The following can be attributed to Sporting Shooters’ Association of Australia (SSAA Inc) Media and Politics Officer Rachael Oxborrow

The Sporting Shooters’ Association of Australia (SSAA Inc) supports the concept of a National Firearms Register giving the ability for law enforcement to better carry out their duties and be safer and fully informed when doing so. We support the need for evidence-based regulation of legal civilian firearm ownership when public safety benefits can be clearly identified.

As we’ve seen in the media over the past few weeks, there will need to be significant investment of funds and time to bring the state and territory firearms registries up to standard to feed into a central National Firearms Register. Current state and territory-based registries are all fundamentally different in the way they operate, the way data is entered and consistency of records. There will be a significant hangover from updating these systems which will take a generation to remedy in terms of addressing errors that go hand-in-hand with human entry and a lack of consistent data entry requirements since the introduction of these systems.

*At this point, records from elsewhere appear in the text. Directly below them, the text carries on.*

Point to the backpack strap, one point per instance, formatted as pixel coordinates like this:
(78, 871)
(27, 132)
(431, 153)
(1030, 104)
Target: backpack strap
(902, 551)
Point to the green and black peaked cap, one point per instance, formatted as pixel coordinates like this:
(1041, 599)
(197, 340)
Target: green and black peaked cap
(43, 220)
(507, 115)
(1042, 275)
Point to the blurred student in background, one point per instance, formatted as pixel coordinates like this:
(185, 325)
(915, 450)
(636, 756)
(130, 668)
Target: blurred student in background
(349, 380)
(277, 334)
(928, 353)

We look forward to some transparency about the amount of money being spent to carry out these upgrades and would suggest public safety improvements could also be made through further investment into resourcing our police forces to target the criminal element and illegal firearm use. We do not support increasing regulation of our already highly policed section of the Australian community who undergo onerous checks and balances to own firearms to use in their sport, recreation and legitimate pest control activities.

Tightening firearms laws which directly relate to firearm ownership will only ever impact the law-abiding. The criminal element of society will not bother following regulatory processes. This is abundantly clear and discussed extensively by the Australian Institute of Criminology and in a recent Deakin University Study. Any new legislation concerning firearms needs to focus on public safety benefits and prevent the occurrence of unintended consequences from policy decisions affecting our community. The Australian Institute of Criminology (Mouzos, 2000) gives a key indication of where efforts should be made:

“(A) majority of firearms used to commit homicide were not registered and the perpetrators of firearm-related homicide were not licensed firearms owners. Those who commit homicide in Australia are individuals who have circumvented legislation and will be least likely to be affected if further restrictions on firearms ownership are introduced. Any further restrictions will most likely affect individuals who are the law-abiding shooters in Australia who’ve already made significant sacrifices in furtherance of public safety.”

Furthermore, the 2022 Deakin University study: ‘I know a guy and he’s got guns galore: Accessing guns in Australian Illicit Firearms Market’ illuminates the real problem this country has with illegal firearms. The study outlines that a cohesive network of career criminals who value trust and secrecy as paramount to conducting their unlawful dealings is running a thriving illicit gun trade. Researchers discovered it was also “surprisingly easy” for criminals to buy firearms through Australia’s ‘black market’ despite the country’s strict gun laws.